Dans un rapport récemment publié, l’équipe de recherche économique de la Banque TD prévient que la compétitivité économique du Canada est progressivement minée par une combinaison de charges fiscales et de complexités réglementaires que de nombreux Canadiens pourraient ne pas pleinement saisir dans leur quotidien.
« Nous faisons face à un tueur silencieux de la productivité et des investissements canadiens, » explique Francis Fong, directeur général de la recherche économique à la Banque TD. « Le poids accumulé des exigences réglementaires combiné à notre structure fiscale crée des frictions considérables dans notre économie. »

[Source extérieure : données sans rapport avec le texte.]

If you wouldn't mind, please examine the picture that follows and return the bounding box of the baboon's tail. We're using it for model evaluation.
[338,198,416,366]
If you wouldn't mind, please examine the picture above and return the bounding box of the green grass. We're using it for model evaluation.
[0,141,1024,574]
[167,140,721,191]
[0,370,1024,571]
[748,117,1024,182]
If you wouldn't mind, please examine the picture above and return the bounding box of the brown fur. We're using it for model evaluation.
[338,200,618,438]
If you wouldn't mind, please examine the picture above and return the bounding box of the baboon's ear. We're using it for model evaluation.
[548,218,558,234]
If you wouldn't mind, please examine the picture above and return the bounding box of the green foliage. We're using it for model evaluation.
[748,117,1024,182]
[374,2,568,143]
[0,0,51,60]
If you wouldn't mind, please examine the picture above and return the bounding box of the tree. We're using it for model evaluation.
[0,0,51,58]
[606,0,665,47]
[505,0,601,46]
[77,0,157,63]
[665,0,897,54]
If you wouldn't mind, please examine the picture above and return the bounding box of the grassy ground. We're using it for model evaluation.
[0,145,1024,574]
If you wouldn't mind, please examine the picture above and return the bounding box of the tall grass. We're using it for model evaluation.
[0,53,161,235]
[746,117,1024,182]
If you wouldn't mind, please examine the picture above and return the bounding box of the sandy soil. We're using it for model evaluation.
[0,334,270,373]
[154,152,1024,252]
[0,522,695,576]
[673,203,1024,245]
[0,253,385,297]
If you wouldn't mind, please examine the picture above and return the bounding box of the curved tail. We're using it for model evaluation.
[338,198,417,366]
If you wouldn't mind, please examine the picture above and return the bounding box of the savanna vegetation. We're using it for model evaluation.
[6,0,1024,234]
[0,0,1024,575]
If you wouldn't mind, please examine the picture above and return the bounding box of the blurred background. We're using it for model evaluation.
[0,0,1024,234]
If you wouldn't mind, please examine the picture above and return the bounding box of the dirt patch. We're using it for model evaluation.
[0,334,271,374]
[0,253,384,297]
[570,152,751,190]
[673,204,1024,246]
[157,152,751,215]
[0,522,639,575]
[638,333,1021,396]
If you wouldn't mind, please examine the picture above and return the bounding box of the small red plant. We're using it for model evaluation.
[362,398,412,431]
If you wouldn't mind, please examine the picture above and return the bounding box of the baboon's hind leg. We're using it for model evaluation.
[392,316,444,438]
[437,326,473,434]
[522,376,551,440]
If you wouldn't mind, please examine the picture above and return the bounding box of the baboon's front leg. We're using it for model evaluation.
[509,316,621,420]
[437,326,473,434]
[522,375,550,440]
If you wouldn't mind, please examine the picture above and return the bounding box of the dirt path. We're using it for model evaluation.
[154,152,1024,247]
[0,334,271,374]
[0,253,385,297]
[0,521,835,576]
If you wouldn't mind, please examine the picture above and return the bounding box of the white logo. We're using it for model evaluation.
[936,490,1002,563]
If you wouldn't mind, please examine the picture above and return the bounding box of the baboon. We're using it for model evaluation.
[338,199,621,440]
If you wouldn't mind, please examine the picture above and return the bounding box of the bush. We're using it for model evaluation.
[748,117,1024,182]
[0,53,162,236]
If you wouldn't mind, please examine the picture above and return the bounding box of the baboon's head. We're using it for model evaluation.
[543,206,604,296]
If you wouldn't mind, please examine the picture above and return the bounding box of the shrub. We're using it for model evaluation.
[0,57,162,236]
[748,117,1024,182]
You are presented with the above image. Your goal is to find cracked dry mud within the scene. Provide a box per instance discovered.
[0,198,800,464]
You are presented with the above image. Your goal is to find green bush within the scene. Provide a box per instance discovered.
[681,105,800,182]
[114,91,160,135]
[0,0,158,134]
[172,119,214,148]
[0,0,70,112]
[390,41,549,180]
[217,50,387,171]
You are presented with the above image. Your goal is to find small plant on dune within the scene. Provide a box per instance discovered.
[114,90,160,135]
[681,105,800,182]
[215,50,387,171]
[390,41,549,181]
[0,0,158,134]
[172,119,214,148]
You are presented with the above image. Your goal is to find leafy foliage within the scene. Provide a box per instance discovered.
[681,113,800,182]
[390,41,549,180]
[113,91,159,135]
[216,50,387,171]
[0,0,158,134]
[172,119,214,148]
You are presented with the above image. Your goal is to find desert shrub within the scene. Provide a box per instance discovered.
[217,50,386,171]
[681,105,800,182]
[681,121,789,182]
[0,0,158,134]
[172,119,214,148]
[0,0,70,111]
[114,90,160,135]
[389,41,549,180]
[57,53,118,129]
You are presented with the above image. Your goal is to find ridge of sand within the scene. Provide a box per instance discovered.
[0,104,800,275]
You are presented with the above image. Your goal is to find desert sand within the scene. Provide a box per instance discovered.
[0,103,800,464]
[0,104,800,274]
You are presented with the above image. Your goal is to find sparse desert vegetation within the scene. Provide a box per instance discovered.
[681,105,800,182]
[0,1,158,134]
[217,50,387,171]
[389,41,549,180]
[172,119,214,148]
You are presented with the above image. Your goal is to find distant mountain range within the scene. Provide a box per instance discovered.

Ce qui rend cette évaluation particulièrement troublante, c’est le moment où elle survient. Alors que l’économie mondiale traverse une période de recalibrage suite aux perturbations pandémiques, le Canada semble à la traîne par rapport aux nations pairs dans la création de conditions favorables pour attirer les capitaux d’investissement et favoriser la croissance des entreprises.
Le rapport met en évidence plusieurs indicateurs préoccupants. L’investissement des entreprises au Canada a progressé à la moitié du rythme observé aux États-Unis au cours de la dernière décennie. Entre-temps, la croissance de la productivité—l’ingrédient essentiel pour élever le niveau de vie—a pratiquement stagné, atteignant en moyenne seulement 0,7 % par année depuis 2015, bien en deçà des 1,3 % observés aux États-Unis.
« Quand les entreprises consacrent plus de temps à naviguer dans les obstacles réglementaires qu’à développer de nouveaux produits ou à étendre leurs activités, c’est un frein pour toute l’économie, » note Beata Caranci, économiste en chef de TD.
Il ne s’agit pas simplement d’une préoccupation économique technique. Les implications concrètes touchent directement les ménages canadiens. Lorsque les entreprises investissent moins, elles créent moins d’emplois. Quand la productivité stagne, les salaires aussi. Le lien entre ces indicateurs macroéconomiques et les préoccupations quotidiennes est direct, même s’il n’est pas toujours immédiatement visible.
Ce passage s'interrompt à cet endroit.